Eine Stimme für die Jugend

2018 können Regensburgs Jugendliche den zweiten Jugendbeirat wählen. Doch was bewirkt ein solches Gremium eigentlich?
Von Bastian Schmidt

In Regensburg gibt es beispielsweise mittlerweile einen Integrationsbeirat, einen Beirat für Menschen mit Behinderung, einen Kulturbeirat, einen Sicherheitsbeirat, einen Naturschutzbeirat, einen Sportbeirat und seit dem 20. Februar 2016 erstmals auch einen Jugendbeirat. Foto: Stadt Regensburg

Regensburg.Der Begriff „demografischer Wandel“ bezeichnet die Tatsache, dass die Bevölkerung eines Landes im Schnitt immer älter wird. Dies trifft sowohl auf Deutschland als Ganzes als auch auf das eigentlich prosperierende und wachsende Regensburg zu. Als direkte Folge stellen Senioren einen immer größeren und vor allem stetig wachsenden Teil der Bevölkerung dar. Um dieser Entwicklung im Rahmen der kommunalen Politik Rechnung tragen zu können, wurde in Regensburg bereits im Jahr 1978 ein Seniorenbeirat eingerichtet, der die Belange der älteren Mitbürger überparteilich, überkonfessionell und verbandsunabhängig gegenüber der Politik vertritt. Überhaupt haben sich Beiräte in der Politik als ein adäquates Mittel entpuppt, um Menschen und deren Anliegen eine kontinuierliche Stimme in der Kommunalpolitik zu verschaffen. In Regensburg gibt es beispielsweise mittlerweile einen Integrationsbeirat, einen Beirat für Menschen mit Behinderung, einen Kulturbeirat, einen Sicherheitsbeirat, einen Naturschutzbeirat, einen Sportbeirat und seit dem 20. Februar 2016 erstmals auch einen Jugendbeirat.

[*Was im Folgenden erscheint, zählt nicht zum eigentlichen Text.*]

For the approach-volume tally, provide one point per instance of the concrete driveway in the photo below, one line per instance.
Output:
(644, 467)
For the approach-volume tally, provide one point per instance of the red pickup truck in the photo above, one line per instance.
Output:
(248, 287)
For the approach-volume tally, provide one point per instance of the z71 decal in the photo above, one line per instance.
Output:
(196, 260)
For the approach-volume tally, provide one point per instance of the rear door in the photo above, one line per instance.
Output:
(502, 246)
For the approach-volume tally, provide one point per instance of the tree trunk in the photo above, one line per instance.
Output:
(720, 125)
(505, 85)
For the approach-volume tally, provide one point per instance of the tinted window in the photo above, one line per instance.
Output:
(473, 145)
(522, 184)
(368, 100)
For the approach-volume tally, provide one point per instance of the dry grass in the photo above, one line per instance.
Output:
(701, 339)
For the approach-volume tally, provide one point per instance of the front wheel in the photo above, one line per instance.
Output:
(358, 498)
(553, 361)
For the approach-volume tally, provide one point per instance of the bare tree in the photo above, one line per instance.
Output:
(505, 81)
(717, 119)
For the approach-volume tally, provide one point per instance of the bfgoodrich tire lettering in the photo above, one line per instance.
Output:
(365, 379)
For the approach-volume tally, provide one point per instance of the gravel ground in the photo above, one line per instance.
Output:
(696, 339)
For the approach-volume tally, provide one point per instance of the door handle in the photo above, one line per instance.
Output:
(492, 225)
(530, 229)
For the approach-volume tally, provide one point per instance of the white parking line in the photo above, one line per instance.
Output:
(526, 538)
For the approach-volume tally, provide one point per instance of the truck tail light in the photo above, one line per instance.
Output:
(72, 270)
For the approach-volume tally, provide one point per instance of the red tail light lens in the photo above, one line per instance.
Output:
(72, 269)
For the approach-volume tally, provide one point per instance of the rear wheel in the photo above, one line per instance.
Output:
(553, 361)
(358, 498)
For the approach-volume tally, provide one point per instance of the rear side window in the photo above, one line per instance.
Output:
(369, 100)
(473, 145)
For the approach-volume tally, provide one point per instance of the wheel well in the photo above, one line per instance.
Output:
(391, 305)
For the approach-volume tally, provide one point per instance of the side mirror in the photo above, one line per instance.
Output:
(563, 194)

Die Belange von Regensburgs Teenagern sollen gehört werden

Zwar werden Kinder und Jugendliche aufgrund verschiedenster sozioökonomischer Faktoren immer mehr zu einer Minderheit, allerdings wäre es grundlegend falsch, ihren Wünschen und Bedürfnissen deshalb weniger Aufmerksamkeit zukommen zu lassen. Während Jugendliche in anderen Bundesländern, beispielsweise in Baden-Württemberg, ab einem Alter von 16 Jahren ihre Meinung durch eine Stimmabgabe bei den Kommunalwahlen kundtun können, ist dies in Bayern erst bei einem Wahlalter ab 18 Jahren möglich. Die Stadt Regensburg bemüht sich aber seit Jahren, den Themen Kinder- und Familienfreundlichkeit eine bedeutsame Rolle zukommen zu lassen. Zum Beispiel wurden unter anderem die Jugendsozialarbeit an allen Grund-, Mittel- und Berufsschulen eingeführt, die Kinderspielstadt Mini-Regensburg gegründet oder zahlreiche Stadtteilbüchereien eröffnet. Außerdem nimmt die Stadt an dem Projekt „Kinderfreundliche Kommunen“ teil, einer Zertifizierung, die besonderen Wert auf die Umsetzung von Kinderrechten legt.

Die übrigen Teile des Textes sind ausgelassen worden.